Know your farmworker, know your food: Zulema Lopez, 12, left, with her her mother and sister. Agriculture tends to cling to certain practices long after the rest of society has discarded them as morally repugnant.
You might think slavery ended after the Civil War, yet it exists to this day in Florida's tomato fields, as Barry Estabrook demonstrates in his brilliant book Tomatoland. Likewise, the practice of subjecting children to hard, hazardous, and low-paid labor seems like a discarded relic of Dickens' London or Gilded Age New York. But here in the United States, hundreds of thousands of kids are doing one of our most dangerous jobs: farm work. They toil under conditions so rough that Human Rights Watch (HRW) has seen fit two issue two damning reports (here and here) on the topic over the past decade.

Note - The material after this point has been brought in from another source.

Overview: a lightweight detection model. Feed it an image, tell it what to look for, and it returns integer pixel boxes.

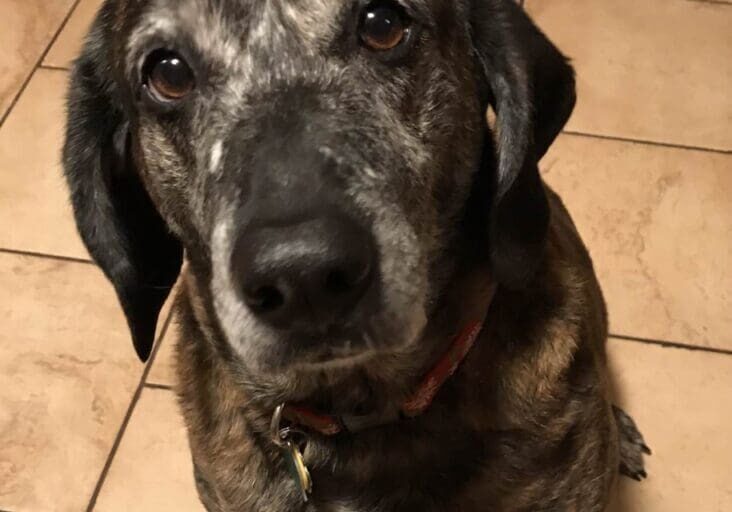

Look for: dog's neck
[182,248,494,433]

In the second report, from May 2010, the group concluded: "Shockingly, we found that conditions for child farmworkers in the United States remain virtually as they were a decade ago." Which is to say, appalling. The kids who pick our crops are routinely exposed to toxic pesticides, their fatality rate is four times that of other working youth, and they are four times more likely to drop out than the average American kid—overall, HRW reports, just a third of farmworker kids finish high school.
Oddly, there's nothing illegal about their plight—most federal laws governing child labor don't apply to farms, according to HRW; the US government spends $26 million fighting abusive child labor in other countries, but has failed to bring the fight to America's fields.
The Harvest/La Cosecha, a new documentary directed by the veteran photographer and human rights advocate U. Roberto Romano, shines a bright light on this murky corner of the agribusiness universe. The film traces the lives of three teenagers and their families as they move across the US following the harvest, from Texas onion fields to Michigan apple groves and places in between.